Morrison begins The Origins of Others by recounting her first encounter with racial impurity. As a child, in 1932 or 1933, Morrison’s great-grandmother visited the family. Morrison said her great-grandmother looked at “my sister and me, she frowned, pointed her cane, and said, ‘These children have been tampered with.’” Not old enough to put all of the pieces together as to what her great-grandmother meant by singling her out, Morrison knew that she and her sister were polluted with otherness. Something outside of what it meant to be human. When Morrison’s otherness was addressed, it came with a frown, which also denotes that her otherness was something negative.
Morrison continues to analyze the position of otherness within literature like Harriet Beecher Stowe’s Uncle Tom’s Cabin. Here, Morrison says that Stowe’s esteemed work romances slavery by humanizing it. Morrison also suggests that Stowe paints slaves as docile, and happy to serve. As an example, she describes the relationship between Eva and Topsy — the Other child. Topsy is an unruly young girl who learns how to act civilized by the white and respectable young girl, Eva. Morrison also points out that “Uncle Tom’s Cabin” was written for white people. Additionally, Morrison recognizes works by Flannery O’Connor and Ernest Hemingway and how their descriptions of black characters assisted in creating white America’s definition of the identities of blacks.

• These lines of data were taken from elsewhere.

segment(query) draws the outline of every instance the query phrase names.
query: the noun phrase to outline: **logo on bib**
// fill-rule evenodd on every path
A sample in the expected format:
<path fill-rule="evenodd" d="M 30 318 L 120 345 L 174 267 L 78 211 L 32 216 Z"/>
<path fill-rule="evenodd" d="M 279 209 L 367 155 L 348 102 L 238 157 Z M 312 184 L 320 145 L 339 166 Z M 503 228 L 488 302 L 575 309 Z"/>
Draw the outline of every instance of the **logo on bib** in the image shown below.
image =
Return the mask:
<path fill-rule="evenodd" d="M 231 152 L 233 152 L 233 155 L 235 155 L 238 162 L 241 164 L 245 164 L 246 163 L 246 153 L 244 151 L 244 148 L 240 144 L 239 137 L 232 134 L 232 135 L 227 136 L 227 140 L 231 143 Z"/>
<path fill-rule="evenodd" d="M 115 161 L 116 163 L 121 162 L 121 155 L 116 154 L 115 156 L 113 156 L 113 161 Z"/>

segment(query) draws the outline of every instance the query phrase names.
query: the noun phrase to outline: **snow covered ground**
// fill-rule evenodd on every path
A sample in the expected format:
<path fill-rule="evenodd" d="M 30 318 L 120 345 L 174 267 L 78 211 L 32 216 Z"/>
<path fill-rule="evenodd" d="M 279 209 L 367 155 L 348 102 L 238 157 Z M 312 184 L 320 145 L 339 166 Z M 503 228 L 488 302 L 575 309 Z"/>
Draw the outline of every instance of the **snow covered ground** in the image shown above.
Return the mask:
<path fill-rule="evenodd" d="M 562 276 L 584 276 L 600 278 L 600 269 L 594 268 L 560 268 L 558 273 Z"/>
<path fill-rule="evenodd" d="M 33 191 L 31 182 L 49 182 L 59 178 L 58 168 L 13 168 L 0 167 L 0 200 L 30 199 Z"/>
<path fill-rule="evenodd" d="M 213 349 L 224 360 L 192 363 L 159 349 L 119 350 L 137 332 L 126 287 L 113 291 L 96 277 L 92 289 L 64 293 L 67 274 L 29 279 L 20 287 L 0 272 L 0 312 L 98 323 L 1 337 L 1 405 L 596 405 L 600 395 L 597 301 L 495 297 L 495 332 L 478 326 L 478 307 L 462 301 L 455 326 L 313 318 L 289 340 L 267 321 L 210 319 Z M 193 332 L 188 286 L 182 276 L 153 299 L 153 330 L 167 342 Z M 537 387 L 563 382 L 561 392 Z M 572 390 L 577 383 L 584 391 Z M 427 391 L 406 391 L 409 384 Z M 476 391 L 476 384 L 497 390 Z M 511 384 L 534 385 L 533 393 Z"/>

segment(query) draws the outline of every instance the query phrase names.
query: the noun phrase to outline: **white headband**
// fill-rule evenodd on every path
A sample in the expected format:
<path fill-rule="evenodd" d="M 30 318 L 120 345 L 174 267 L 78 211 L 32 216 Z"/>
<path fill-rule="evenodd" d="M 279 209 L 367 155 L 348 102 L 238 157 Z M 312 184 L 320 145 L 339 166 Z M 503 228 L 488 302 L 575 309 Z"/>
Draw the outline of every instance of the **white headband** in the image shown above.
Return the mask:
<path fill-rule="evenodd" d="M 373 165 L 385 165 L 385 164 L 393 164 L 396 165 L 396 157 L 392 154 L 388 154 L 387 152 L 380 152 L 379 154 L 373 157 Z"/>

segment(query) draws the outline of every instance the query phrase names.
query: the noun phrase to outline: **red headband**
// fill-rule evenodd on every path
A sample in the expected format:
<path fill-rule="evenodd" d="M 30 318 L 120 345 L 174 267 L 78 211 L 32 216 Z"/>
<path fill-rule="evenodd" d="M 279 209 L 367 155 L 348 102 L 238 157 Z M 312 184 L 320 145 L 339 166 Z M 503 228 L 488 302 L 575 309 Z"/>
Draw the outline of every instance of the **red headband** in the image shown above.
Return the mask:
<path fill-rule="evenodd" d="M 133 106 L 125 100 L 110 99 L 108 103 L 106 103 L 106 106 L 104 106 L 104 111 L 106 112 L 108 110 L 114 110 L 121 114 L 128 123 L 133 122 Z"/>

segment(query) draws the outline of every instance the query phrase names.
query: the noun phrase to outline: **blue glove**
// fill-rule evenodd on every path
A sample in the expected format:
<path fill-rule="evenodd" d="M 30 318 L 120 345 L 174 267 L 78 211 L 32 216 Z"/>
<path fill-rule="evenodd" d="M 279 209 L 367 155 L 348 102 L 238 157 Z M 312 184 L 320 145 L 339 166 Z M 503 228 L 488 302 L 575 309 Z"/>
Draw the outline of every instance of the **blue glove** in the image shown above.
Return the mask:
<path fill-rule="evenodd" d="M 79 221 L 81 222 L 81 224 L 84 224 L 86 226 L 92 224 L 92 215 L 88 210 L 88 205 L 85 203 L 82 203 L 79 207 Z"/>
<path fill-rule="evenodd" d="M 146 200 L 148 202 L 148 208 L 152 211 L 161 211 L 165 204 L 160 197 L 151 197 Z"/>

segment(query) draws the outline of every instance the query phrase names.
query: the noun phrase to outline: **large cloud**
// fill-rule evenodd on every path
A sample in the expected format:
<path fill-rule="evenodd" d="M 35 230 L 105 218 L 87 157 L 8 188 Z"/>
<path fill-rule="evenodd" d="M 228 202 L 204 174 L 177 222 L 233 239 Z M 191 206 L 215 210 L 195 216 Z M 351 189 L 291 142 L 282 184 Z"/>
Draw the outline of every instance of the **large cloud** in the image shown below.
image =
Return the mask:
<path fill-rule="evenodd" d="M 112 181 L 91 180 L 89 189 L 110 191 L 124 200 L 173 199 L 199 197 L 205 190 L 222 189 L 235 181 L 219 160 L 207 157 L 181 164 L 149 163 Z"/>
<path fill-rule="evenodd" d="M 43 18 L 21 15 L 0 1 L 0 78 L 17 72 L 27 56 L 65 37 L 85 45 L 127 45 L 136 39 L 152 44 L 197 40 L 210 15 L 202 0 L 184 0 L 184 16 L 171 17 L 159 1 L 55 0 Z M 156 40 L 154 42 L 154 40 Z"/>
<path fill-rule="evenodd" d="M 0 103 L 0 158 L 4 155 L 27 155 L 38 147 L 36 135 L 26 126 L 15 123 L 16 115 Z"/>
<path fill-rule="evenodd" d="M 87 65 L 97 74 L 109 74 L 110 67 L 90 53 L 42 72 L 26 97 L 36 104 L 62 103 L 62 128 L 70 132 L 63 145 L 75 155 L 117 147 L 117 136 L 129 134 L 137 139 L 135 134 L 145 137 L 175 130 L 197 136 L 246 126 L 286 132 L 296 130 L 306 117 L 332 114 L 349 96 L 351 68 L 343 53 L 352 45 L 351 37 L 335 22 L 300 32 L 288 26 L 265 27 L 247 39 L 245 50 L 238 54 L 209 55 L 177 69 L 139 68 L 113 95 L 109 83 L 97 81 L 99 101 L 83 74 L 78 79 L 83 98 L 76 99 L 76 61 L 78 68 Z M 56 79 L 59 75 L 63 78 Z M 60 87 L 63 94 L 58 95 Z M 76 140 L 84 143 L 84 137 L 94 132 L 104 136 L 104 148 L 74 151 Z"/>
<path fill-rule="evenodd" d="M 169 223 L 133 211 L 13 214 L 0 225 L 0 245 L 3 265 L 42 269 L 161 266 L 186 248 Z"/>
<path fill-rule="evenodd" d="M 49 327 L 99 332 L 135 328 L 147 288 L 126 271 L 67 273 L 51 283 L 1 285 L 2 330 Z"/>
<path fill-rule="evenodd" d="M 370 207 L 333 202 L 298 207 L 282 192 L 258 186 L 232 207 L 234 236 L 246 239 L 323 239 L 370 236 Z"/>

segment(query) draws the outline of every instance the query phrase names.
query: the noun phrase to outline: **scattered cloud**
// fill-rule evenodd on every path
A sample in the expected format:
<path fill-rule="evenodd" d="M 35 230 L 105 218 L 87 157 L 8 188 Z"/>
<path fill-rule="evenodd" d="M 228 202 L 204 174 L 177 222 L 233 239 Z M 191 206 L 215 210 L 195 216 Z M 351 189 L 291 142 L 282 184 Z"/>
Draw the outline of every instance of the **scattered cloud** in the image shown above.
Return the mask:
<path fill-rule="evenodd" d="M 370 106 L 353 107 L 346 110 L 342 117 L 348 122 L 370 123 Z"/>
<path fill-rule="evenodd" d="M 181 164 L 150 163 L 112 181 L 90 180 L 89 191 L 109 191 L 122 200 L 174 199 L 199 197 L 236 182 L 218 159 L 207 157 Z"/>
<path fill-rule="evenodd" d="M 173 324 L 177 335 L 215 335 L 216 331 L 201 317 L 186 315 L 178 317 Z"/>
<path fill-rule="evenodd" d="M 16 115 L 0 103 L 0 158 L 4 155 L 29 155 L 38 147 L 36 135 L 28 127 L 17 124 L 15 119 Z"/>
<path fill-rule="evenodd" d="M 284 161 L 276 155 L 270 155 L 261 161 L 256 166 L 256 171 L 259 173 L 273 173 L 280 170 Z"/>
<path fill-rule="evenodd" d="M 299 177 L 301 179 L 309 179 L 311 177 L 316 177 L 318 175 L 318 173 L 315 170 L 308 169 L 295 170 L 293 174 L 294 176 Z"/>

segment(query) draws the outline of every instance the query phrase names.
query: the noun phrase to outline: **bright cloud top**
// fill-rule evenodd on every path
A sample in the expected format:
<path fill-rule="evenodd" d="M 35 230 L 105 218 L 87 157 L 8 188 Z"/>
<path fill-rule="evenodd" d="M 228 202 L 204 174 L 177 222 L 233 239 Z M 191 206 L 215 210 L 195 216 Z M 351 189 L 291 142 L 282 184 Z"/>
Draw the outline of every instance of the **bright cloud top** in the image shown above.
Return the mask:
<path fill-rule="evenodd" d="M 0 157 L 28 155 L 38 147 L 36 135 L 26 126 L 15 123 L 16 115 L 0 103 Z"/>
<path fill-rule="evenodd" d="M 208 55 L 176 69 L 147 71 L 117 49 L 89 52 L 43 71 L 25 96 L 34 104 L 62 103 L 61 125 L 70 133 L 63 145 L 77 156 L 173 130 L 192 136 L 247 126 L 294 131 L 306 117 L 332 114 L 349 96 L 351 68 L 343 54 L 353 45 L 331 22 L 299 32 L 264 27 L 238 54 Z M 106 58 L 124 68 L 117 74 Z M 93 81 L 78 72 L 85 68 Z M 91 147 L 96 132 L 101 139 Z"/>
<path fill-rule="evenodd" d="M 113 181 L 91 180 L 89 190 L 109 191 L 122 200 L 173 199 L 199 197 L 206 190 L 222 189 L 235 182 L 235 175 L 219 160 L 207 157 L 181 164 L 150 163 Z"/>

This realization makes Morrison’s publications that much more important, especially to black readers. In the chapter titled “Narrating the Other,” Morrison recalls working for Random House publishing company as a senior editor. There, she was responsible for the autobiographies of historic figures like the Black Panther Party’s co-founder, Huey P. Newton, Angela Davis, Muhammad Ali, and others. During a regional sales conference, a salesman announced that only a few black consumers purchased books. This conference inspired the award-winning author to go on a trailblazing path to create literature that black people would want to read.
“I imagined a reverse dystopia — a deepening of the definition of ‘black’ and a search for its purity as defiance against the eugenics of ‘white…,’” Morrison writes of her decision to pen novels.
Her first novel, “Beloved,” was based on the life of Margaret Garner, a slave mother who killed her children to save them from suffocating the pangs of slavery. By loosely telling Garner’s story, Morrison shows the extreme consequences of what happens when power is abused, countering the narratives that slaves are docile and submissive, and the need for the white man’s paternalism. Morrison also recounts how literature has identified Africa as a dark, corrupt continent filled with savagery.
The autobiographical moments in The Origin of Others are the most interesting paragraphs within this book. Peeking into the life of this Pulitzer Prize-winning author’s personal life to understand her concerns for black America, provides a logical solution in shaping black identity — control our narrative. But honestly, how many white supremacists or KKK members are actually paying attention to our stories, with the hopes of bridging the gap between black and white relations? And I’m guilty, too. I don’t buy white supremacist literature, although it would help my understanding of their thought process.
While I have yet to come up with answers on whether or not my identity as a black man is permanent, however, The Origins of Others moved me to be more conscious of what type of language and behavior I, a hip-hop journalist and aspiring historian, put into the world.